FUNDAMENTAL REVIEW FOR THE WEEK (10 - 14 June 2024)
The past week, right up to the last working day, passed strictly under the dictation of “risk” buyers. So on Friday morning, the key euro-dollar currency pair managed to overcome the level of 1.09 with direct access to the next key psychological milestone - 1.10. However, the “currency cards” turned out to be greatly mixed up by the published statistics on the American labor market.
After the April pause, the Bureau of Western Statistics again recorded a significant increase in the number of jobs in the United States - up to 272k against the forecast of 182k. This has reduced the rather serious degree of tension regarding overseas monetary policy, which many experts call too protectionist, with inflated interest rates on loans, which contradicts the basis of a capitalist economy.
Good data on the labor market allows the American banking regulator not to rush too quickly to reduce the discount rate and postpone the first rate cut to a later date. For now, the most realistic option is the September FOMC meeting. It was the expectations of more active actions by the Fed in relation to lowering interest rates that put quite serious pressure on the dollar, especially in the last few weeks. Now, most likely, this issue will now be postponed to a later date. For now, the most realistic option is the September FOMC meeting.
This week begins with a rather unexpected outcome of the EU parliamentary elections - a strong lag among the ruling parties - especially in France and Germany. The result is early elections to the French parliament, initiated by Macron, and a blow to the euro in the form of a gap at the opening. Often such price gaps are “emotional”, the price tries to close quite quickly, but then - you will need to look at the price reaction near the zone of the current “watershed” of purchases and sales. Now it is at 1.0814-1.0839.
The main news of this five-day trading period is the Fed meeting on Wednesday. However, there is a rather serious nuance here.
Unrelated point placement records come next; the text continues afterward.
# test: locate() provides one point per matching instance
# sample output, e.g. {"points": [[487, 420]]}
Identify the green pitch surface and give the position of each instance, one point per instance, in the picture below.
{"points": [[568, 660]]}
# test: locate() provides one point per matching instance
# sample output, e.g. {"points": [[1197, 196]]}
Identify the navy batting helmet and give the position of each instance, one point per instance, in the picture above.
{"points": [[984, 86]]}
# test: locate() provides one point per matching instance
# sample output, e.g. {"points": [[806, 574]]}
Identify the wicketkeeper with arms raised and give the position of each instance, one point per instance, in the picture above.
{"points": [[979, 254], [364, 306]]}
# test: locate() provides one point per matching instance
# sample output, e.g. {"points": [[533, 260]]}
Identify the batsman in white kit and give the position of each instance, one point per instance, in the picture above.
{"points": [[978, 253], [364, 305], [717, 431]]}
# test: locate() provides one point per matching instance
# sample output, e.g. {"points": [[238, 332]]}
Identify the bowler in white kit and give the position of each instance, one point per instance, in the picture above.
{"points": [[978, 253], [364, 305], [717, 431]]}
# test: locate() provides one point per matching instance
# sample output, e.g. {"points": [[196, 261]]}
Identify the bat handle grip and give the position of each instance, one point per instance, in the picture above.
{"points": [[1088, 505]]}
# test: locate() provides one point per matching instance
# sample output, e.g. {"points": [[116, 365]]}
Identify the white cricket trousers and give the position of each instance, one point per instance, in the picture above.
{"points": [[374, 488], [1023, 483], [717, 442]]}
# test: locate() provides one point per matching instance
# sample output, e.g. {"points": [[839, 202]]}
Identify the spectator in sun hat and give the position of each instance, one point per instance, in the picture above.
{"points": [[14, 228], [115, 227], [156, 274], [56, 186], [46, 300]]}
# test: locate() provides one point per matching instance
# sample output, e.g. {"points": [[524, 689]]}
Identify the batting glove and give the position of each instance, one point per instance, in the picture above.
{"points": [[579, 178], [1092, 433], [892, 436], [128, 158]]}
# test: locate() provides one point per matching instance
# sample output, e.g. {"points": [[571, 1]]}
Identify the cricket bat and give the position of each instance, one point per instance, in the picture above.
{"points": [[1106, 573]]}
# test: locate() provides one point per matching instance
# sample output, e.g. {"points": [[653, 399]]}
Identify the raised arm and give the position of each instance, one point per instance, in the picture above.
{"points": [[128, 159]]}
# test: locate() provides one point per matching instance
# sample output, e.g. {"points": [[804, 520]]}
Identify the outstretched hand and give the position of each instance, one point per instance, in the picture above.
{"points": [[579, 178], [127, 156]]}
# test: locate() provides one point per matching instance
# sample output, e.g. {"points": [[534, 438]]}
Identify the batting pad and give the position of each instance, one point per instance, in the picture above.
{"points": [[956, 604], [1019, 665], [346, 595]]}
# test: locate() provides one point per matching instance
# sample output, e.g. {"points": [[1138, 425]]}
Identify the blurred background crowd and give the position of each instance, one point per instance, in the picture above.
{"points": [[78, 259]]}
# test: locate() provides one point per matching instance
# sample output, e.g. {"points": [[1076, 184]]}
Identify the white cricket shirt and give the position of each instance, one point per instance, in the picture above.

Just a few hours before the announcement of the Fed's decision and Powell's press conference, US CPI inflation data will be published. They can significantly influence changes in the regulator’s rhetoric directly “online”.
According to experts, overall US CPI inflation will fall month by month due to a decline in current oil prices. It was oil prices that became the main reason for the rise in inflation in April, but now that oil prices have dropped significantly after the OPEC+ meeting on June 2, inflation pressure should also go down. For the Fed, such a scenario will be positive, since the regulator’s main task is not to “strangle” the economy with high lending rates. A steady decline in consumer prices will allow the FOMC to no longer delay cutting rates too much.
The main task of Jerome Powell's team is to find the optimal solution in terms of the start date of the bearish rate cycle and the number of these same cuts for the second half of the year. The more and faster this happens, the cheaper the American currency will be and vice versa. This is now the main trigger for the movement of financial assets in many sections.
Good luck and informed investment decisions!